白石和彌監督の初期作にして、一番好きな作品。「死刑にいたる病」より数倍怖いし面白いです。
まず、ピエール瀧×リリーフランキー×山田孝之という、クセ強俳優3人の化学反応が素晴らしい。彼らが作り出すあまりに凶悪な世界観。それは映画で味合うのはいいけど、現実では絶対ご勘弁。
まず、ピエール瀧。
彼が山田孝之を恫喝シーンがあまりに恐くて、リアルに背筋が固まるほど。なんか顔面とか体格とか醸し出す雰囲気とかがガチなんだよね。薬打つシーンとかもやけにリアルだったから、捕まった時は「あぁ、そうゆうことね」と驚きというより納得が勝ちましたね。
リリーフランキーの演技もヤバい。先生って呼ばれるのにピッタリな風体だし、陰湿でいや〜な奴を見事に体現している。
しかも、リリーフランキーはこの時、是枝監督の「そして、父になる」と並行しての撮影だったらしいから驚き。

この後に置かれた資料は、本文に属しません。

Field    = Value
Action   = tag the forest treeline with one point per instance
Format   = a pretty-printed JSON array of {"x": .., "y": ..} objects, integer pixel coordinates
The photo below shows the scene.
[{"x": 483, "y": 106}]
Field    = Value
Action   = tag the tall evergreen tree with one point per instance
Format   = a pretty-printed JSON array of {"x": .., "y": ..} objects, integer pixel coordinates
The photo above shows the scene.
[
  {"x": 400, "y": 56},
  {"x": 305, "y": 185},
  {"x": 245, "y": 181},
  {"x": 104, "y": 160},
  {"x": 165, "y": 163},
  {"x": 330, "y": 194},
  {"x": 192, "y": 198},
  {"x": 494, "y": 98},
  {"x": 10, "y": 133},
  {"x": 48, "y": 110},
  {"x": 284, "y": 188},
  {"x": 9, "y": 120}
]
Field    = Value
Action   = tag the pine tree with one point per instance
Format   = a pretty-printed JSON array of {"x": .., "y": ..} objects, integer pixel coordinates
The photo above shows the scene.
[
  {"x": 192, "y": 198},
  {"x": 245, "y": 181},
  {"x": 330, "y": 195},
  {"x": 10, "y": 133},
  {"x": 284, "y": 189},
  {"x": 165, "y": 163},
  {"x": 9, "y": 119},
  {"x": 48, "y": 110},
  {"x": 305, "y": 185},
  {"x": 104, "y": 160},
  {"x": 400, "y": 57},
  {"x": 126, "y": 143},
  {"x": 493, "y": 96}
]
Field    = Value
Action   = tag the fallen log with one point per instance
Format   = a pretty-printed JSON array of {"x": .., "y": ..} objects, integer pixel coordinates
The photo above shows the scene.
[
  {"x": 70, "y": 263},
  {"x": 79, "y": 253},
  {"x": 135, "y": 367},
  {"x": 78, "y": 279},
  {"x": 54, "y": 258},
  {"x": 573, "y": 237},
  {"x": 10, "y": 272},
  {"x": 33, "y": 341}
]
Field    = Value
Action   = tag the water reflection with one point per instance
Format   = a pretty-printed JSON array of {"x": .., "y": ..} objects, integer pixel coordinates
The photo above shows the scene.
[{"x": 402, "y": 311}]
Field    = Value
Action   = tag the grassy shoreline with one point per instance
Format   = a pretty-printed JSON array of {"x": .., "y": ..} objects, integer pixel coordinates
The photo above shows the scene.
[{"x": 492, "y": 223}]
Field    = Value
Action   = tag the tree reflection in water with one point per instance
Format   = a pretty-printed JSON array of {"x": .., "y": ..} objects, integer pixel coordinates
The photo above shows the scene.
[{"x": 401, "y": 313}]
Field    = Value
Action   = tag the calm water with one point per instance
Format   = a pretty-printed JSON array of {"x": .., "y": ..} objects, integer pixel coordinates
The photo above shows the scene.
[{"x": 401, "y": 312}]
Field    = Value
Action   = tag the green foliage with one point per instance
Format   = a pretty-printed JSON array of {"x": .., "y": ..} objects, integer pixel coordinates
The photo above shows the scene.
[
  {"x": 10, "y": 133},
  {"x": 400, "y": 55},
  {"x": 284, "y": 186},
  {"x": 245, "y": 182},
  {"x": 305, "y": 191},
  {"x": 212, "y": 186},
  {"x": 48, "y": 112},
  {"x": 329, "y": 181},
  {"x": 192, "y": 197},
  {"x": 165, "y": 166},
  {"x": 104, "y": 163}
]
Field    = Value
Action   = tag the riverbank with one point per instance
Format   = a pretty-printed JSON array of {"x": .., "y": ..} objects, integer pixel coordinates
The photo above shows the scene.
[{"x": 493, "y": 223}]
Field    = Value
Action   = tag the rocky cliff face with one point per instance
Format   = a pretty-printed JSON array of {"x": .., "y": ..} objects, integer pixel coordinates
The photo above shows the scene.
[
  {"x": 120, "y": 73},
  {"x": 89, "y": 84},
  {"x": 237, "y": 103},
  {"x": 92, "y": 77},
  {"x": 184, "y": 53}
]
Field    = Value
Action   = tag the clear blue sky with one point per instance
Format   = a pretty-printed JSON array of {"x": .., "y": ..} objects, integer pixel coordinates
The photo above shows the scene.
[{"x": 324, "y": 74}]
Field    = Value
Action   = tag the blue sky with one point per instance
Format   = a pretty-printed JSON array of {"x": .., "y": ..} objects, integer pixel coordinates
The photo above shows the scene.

本人も変な感じだったとは言っていたけど、一体どんな精神状態で撮っていたんだろうと思う。どちらの作品も素晴らしい演技を魅せているだけに、リリーフランキーの役作りとか人間性に興味が湧いてしまう。
そして、山田孝之も良かった。派手なキャラが得意なイメージだけど、こういった抑えた演技も上手いんだよな〜。
今作はとにかくみんな悪人になりきっていて、ヤバい奴らの演技合戦って感じで、見応えがあります。
実話がベースだからか生々しくてかなり胸糞なシーンも多いんだけど、淡々とそんな出来事を描いていく感じ、個人的には大好物です。
構成も少し捻ってあって、オープニングでいきなりピエール瀧は捕まるので、どんな風に彼が堕ちて捕まるに至るのか、その逆算的なストーリー展開も良かったです。
好きなシーン(倫理的に好きなシーンと言うには憚れるが)は、おじいちゃんにアルコール度数の高い酒を飲ませて殺そうとするシーン。
同じ人間だとは思えない所業。
同じ人間だからこそ分かる気持ち。
初見時は、心がグチャグチャになりましたね。今まで観てきた映画でもトップクラスに胸糞なシーンでした。
今作は、そんなシーンが程度は違えど割とあるわけで、見る人を確実に選ぶ作品ではあるが、凶悪的な演技が見れる作品としては一見の価値があるかと。
あとは、人間の持つ「悪」について考えさせられる。
人間って本質的に「悪」を飼っていて、それが暴れるか暴れないかは、その人の性質や環境次第なのかな、と。
だから、自分の「悪」が暴走し、「悪」に染まり、いつの間にか「凶悪」になってしまっている、そんなこともあるんだろうな。
ラストは、画面外で安心安全な領域で映画を楽しんでいる自分自身も、「凶悪」なんだとハッとさせられました。